The parents of a friend of mine wanted him to be a lawyer...but in college, after he'd finished his work and went out and such, he found himself watching movies every day, one after another, often until the middle of the night. And eventually it dawned on him that maybe he should be making movies for a living. Now he's a studio executive, one that my boss proudly claims is "going places." You have to follow your passions. I think I always have been, even when I didn't quite realize it. When I think back to high school, I remember that it took me hours and hours to finish my homework...and not because I was a crappy student, but because I had to do it while watching Dawson's Creek, Smallville, Felicity, Once and Again, ER...and I can tell you I was paying a lot less attention to quadratic equations than I was to that amazing scene where Shane West was crying in the bus station.

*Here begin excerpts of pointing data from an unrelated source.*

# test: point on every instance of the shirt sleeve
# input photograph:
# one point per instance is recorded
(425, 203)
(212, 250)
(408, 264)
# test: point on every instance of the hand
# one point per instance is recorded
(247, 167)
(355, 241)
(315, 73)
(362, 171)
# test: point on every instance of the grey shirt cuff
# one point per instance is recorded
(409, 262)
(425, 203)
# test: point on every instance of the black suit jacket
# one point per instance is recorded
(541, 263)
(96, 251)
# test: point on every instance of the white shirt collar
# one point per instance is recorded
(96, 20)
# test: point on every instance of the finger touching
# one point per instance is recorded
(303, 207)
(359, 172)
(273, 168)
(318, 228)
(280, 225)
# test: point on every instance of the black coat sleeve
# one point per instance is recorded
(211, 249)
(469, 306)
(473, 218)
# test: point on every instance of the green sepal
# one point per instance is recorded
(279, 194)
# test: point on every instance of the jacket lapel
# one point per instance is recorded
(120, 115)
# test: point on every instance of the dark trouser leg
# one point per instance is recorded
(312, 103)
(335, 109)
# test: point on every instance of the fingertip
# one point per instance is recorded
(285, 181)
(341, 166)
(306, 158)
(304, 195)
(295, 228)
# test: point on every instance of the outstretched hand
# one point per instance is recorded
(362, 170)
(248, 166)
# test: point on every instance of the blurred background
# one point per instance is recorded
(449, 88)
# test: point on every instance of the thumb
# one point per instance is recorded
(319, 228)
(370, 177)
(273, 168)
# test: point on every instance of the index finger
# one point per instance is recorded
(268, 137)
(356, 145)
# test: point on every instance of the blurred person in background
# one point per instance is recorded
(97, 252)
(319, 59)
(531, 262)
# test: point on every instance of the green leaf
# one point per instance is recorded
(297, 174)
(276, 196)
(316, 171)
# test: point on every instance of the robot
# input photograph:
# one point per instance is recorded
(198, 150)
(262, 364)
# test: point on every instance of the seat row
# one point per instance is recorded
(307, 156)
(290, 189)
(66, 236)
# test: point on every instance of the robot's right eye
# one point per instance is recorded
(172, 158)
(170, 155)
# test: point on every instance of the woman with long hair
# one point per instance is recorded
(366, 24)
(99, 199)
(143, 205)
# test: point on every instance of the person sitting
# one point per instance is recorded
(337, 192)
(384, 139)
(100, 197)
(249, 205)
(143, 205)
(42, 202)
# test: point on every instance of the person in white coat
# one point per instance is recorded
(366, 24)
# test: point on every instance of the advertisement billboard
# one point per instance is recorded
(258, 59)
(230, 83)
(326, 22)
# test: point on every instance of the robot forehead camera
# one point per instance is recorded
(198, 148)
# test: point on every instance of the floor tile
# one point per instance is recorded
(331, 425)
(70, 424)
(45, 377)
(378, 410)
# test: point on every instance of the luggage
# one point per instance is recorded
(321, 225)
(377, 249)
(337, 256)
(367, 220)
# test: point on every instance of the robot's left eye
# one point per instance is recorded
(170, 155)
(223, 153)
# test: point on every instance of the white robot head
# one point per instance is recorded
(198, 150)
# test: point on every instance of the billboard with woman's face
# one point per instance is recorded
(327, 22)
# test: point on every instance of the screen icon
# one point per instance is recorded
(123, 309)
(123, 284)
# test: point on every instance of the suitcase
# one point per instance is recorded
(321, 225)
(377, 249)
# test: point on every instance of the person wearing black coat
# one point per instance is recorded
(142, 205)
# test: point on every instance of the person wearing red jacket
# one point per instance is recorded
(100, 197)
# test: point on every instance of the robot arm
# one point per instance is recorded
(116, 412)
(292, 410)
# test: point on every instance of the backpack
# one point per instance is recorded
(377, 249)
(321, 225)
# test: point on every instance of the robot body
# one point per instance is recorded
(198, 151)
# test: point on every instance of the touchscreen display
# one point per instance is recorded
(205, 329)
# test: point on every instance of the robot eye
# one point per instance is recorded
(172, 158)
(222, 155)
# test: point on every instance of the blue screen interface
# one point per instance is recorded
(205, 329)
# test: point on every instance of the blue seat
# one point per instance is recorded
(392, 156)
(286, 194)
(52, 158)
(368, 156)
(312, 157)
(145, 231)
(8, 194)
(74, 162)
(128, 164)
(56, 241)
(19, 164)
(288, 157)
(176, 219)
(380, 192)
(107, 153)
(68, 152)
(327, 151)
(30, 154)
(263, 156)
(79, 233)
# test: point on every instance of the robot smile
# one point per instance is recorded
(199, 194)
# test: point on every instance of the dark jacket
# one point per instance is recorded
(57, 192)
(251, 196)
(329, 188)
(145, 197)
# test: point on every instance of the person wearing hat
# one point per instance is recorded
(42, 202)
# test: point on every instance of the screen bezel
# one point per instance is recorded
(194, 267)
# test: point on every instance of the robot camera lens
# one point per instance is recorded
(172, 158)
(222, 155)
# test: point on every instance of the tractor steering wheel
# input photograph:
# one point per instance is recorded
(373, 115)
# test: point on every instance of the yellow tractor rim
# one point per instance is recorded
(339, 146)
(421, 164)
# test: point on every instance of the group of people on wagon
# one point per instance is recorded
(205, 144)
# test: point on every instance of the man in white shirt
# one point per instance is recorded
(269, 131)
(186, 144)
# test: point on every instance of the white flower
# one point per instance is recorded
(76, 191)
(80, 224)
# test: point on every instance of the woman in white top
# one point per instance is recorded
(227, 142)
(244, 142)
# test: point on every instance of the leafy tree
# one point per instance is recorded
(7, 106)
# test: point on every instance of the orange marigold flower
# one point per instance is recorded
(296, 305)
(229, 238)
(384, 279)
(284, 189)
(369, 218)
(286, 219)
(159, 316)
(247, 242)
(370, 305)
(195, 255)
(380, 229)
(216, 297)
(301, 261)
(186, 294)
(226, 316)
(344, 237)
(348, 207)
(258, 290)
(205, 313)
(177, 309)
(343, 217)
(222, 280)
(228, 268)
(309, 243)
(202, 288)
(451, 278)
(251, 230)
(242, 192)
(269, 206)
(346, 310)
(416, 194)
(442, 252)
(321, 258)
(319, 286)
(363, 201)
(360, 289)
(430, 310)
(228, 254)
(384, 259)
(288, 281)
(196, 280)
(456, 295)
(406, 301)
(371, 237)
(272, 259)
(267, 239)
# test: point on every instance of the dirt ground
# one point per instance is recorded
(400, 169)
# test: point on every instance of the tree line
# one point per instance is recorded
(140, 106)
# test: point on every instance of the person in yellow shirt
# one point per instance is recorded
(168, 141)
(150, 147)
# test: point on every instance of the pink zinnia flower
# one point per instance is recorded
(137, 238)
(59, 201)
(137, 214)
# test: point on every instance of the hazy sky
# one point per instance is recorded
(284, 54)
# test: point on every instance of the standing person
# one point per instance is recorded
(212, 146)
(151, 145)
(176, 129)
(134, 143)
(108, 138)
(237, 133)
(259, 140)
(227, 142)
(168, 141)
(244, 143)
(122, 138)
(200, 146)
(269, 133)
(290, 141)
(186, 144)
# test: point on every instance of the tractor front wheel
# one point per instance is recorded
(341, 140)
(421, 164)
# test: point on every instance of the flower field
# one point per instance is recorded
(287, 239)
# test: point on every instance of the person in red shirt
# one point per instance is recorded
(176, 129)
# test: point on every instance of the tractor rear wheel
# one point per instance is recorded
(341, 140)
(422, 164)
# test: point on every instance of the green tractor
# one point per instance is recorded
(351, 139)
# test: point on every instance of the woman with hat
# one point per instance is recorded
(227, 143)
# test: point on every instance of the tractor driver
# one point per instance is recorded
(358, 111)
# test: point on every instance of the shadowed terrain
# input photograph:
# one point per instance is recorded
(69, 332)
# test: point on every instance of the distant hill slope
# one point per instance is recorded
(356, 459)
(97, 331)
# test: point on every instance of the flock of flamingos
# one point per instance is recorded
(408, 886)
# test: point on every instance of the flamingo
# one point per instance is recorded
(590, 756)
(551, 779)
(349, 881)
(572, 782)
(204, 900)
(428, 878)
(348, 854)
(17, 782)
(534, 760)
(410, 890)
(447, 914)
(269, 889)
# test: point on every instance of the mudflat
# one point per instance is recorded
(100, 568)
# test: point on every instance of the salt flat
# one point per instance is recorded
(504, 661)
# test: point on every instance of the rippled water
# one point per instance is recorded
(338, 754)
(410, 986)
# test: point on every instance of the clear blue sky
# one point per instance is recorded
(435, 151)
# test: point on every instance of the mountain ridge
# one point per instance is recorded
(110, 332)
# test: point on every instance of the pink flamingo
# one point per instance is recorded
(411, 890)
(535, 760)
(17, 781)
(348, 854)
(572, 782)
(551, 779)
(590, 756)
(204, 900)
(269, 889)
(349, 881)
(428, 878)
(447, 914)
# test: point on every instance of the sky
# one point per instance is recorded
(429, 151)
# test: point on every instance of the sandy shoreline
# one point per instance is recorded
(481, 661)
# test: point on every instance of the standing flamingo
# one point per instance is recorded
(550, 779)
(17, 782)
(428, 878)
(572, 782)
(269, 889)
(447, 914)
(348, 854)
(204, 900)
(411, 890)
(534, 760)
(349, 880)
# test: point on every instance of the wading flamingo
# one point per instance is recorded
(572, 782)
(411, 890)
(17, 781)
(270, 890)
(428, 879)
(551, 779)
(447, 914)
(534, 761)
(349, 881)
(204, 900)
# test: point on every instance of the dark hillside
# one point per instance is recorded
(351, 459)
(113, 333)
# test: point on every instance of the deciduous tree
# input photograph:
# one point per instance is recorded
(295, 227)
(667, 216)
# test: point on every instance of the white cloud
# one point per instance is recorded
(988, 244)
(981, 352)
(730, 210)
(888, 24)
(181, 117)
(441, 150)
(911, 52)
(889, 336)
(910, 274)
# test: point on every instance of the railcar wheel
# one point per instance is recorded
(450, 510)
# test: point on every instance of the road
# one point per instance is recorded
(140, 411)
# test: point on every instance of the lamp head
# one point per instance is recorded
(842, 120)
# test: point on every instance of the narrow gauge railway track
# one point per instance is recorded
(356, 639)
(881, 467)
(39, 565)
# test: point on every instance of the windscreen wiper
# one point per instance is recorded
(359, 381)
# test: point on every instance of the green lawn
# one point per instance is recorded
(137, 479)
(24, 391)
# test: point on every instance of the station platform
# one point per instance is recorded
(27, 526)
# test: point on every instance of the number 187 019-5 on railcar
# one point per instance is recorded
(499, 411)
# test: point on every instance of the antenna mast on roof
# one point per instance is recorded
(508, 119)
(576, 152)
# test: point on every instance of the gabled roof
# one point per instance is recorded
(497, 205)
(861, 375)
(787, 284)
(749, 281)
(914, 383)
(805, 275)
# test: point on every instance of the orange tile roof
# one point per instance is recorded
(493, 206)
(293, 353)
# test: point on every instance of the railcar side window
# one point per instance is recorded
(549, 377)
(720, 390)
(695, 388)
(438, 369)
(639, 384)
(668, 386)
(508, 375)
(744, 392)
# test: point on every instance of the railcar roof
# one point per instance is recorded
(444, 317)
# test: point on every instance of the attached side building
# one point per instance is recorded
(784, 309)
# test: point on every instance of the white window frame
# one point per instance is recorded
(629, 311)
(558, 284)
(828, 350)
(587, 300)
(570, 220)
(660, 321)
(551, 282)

I also may or may not have been OBSESSED with the FoxFamily drama HIGHER GROUND, about teens (ahem...Hayden Christensen) tackling their troubles on a mountain. Like, I cried, wrote fan fiction, signed petitions, had all the episodes on VHS tapes and nearly murdered my father when he taped horse races over them.
A few years later, I think my love of TV manifests itself in what I call Hangover Discs. When you wake up that Saturday with the ache of regret, and well, just ache, what do you do? Usually I eat a bunch of stuff, hoping I won't feel hungover. Then I feel hungover, and full. So I turn on the TV and curl up with Seth Cohen or Veronica Mars. They're my Hangover Discs, the characters I will always find comfort in, the shows I can watch over and over.
I want to be a TV writer because there's nothing else I want to do. And so you have something to watch after you overdose on Jager bombs.
Big Choices - and what's it ABOUT?

Think about some of you favorite shows. Gilmore Girls is about walking line the between friend and parent. Trying to prevent your daughter from making the same mistakes you did. Making sacrifices for your family.
Mad Men is about want versus need. How you can tap into people and make them buy products. How having everything, money, beauty, etc. still won't make you happy. How we are all just trying to live up to an image. How men and women need each other but make each other miserable.
Weeds is about the failure of the American dream, the emptiness of being a corporate carbon copy in a subdivision, and how people escape their unhappiness through drugs. It's about raising a family amidst constant chaos. It''s about getting in over your head, being your own worst enemy.
Greek is about family, the kind of non-traditional family you can create with your fraternity or sorority. It's about making sense of the world and finding your place in it, with the support of your brothers and sisters.
Even Entourage - it's about the strength of friendship, the kind of people who know the real you, the people who won't be swept up in the cult of celebrity. It's about taking chances, pursuing your dreams and passions, and having people who will always support you.
So what are the big choices? Is there conflict in your premise? And, what is your show about?